If you thought Intel's plans to embed eight cores in its high-end processors were a bit too out there, you'll find that the latest processor developed by semiconductor start-up Tilera is even more of an extreme. Packing 100 1.25GHz to 1.5GHz cores on a single chip, the Gx100 brings parallel processing to the extreme thanks to a new architecture that minimizes the bus bottleneck in today's multi-core processors.

Chip makers are constantly pushing for faster processors, but clock speeds can only be pushed so far.
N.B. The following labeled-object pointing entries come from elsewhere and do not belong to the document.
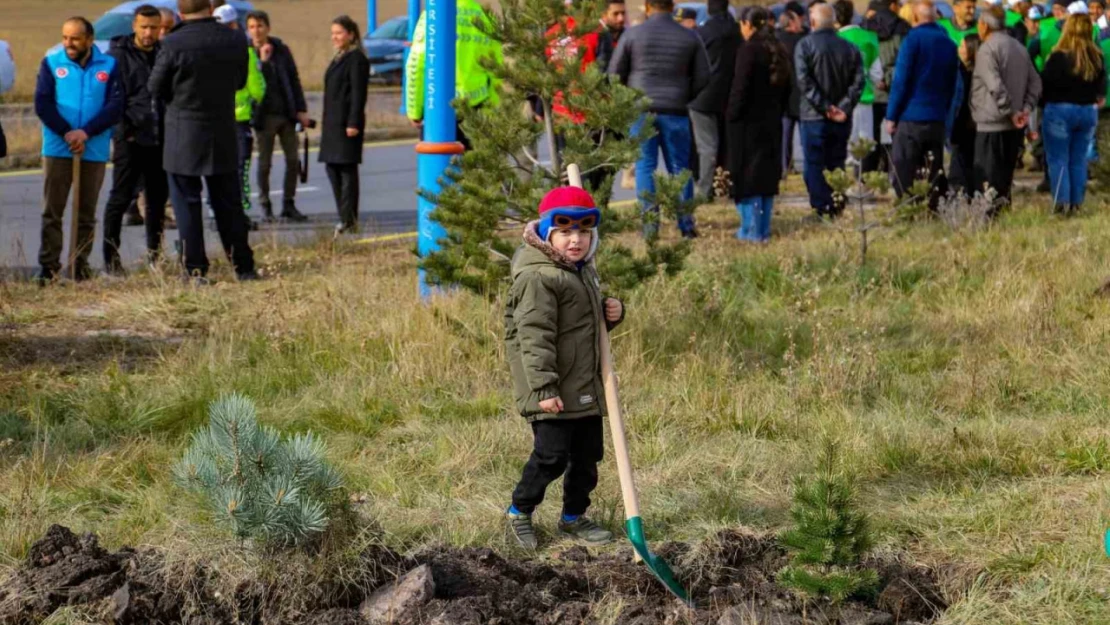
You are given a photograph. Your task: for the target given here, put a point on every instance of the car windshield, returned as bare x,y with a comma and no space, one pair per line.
112,24
396,28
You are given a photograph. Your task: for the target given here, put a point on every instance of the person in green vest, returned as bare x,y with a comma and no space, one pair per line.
962,22
867,42
474,84
1016,20
246,99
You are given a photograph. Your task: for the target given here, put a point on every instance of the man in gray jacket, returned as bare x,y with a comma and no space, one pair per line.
830,76
1005,90
668,63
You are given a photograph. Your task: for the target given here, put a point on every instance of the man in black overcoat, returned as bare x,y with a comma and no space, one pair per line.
199,69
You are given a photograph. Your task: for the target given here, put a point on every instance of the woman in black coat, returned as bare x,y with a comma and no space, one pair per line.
344,119
758,98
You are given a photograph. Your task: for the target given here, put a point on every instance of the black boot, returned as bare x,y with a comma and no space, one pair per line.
289,212
132,217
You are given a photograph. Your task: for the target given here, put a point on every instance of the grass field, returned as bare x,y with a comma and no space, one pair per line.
33,27
965,374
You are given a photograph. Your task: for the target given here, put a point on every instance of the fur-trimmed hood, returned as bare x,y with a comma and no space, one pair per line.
532,240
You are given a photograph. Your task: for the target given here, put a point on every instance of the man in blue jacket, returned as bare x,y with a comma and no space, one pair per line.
79,99
922,91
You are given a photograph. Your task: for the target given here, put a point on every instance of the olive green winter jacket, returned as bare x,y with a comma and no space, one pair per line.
551,332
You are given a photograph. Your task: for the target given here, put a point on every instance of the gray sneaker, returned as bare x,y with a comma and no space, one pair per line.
586,531
520,526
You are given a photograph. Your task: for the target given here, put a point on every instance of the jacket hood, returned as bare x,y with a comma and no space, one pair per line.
885,23
546,253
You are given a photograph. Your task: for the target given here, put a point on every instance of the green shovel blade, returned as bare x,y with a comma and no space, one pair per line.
658,566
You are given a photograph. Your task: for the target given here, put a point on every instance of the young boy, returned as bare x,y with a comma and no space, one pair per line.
552,322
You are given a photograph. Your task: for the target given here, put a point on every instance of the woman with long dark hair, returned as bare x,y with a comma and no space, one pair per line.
1075,86
962,129
762,83
344,121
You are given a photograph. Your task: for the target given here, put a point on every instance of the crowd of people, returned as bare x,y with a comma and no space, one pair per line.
752,91
177,107
172,103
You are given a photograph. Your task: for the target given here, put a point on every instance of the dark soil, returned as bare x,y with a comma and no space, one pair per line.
730,577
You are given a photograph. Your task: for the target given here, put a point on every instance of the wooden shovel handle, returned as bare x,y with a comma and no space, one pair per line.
74,214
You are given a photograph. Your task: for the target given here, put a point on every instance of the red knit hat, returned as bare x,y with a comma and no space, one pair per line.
567,201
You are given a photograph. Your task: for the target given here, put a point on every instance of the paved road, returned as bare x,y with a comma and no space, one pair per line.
389,205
As a result, the semiconductor industry has opted to pack multiple processors on a single chip and dividing the workload in equal parts whenever this is possible — that's the gist of parallel computing.

Graphics processing units are a common example of a "multi-core" chip that can process hundreds of independent data streams in parallel: each stream is processed separately and the result is then output on the screen. Programmers are starting to harness the parallel data processing capabilities of GPUs, and by doing so they can often speed up their data crunching by tens or even hundreds of times.

However GPUs, especially the older models, have limited flexibility and are built for speed, not precision (if a single pixel is a little bit off color, people won't usually notice). Even though GPU makers are developing better architectures for using them as data crunchers, they still remain far from a general-purpose processor, making them able to speed up only certain tasks.

This is when the Tile Gx100 comes in. The Gx100, as Tilera chief technical officer Anant Agarwal explained, is a chip that can run off-the-shelf programs almost unmodified, offering at least four times the compute performance of an Intel Nehalem-Ex while burning a third of the power. In other terms, it makes GPU-like massive parallel processing available on a general-purpose chip.

Because the chip is general-purpose, programmers can recompile and run applications designed for Intel's x86 architecture on Tilera's processor without the need for further adaptation.

The key idea behind the design of the chip was a simplified architecture that eliminates the on-chip bus interconnect through which information must flow in most multi-core CPUs. This was replaced with a mesh network architecture, which involves placing a communication switch on each processor and arranging them in a grid-like fashion.

The bus architecture was a performance bottleneck that reduced the amount of data that could travel from the various cores and forced engineers to limit the number of cores on each chip. But because of this new architecture, Tilera says it can cram in as many as 100 cores on a processor without running into the bus-bandwidth limit.

The 100-core processor, fabricated using 40-nanometer technology, is expected to be available early next year, but won't be supported by Windows 7. For that, consumers will have to wait for Intel's 80-core version, which the IT giant promised to deliver to consumers sometime during the next five years.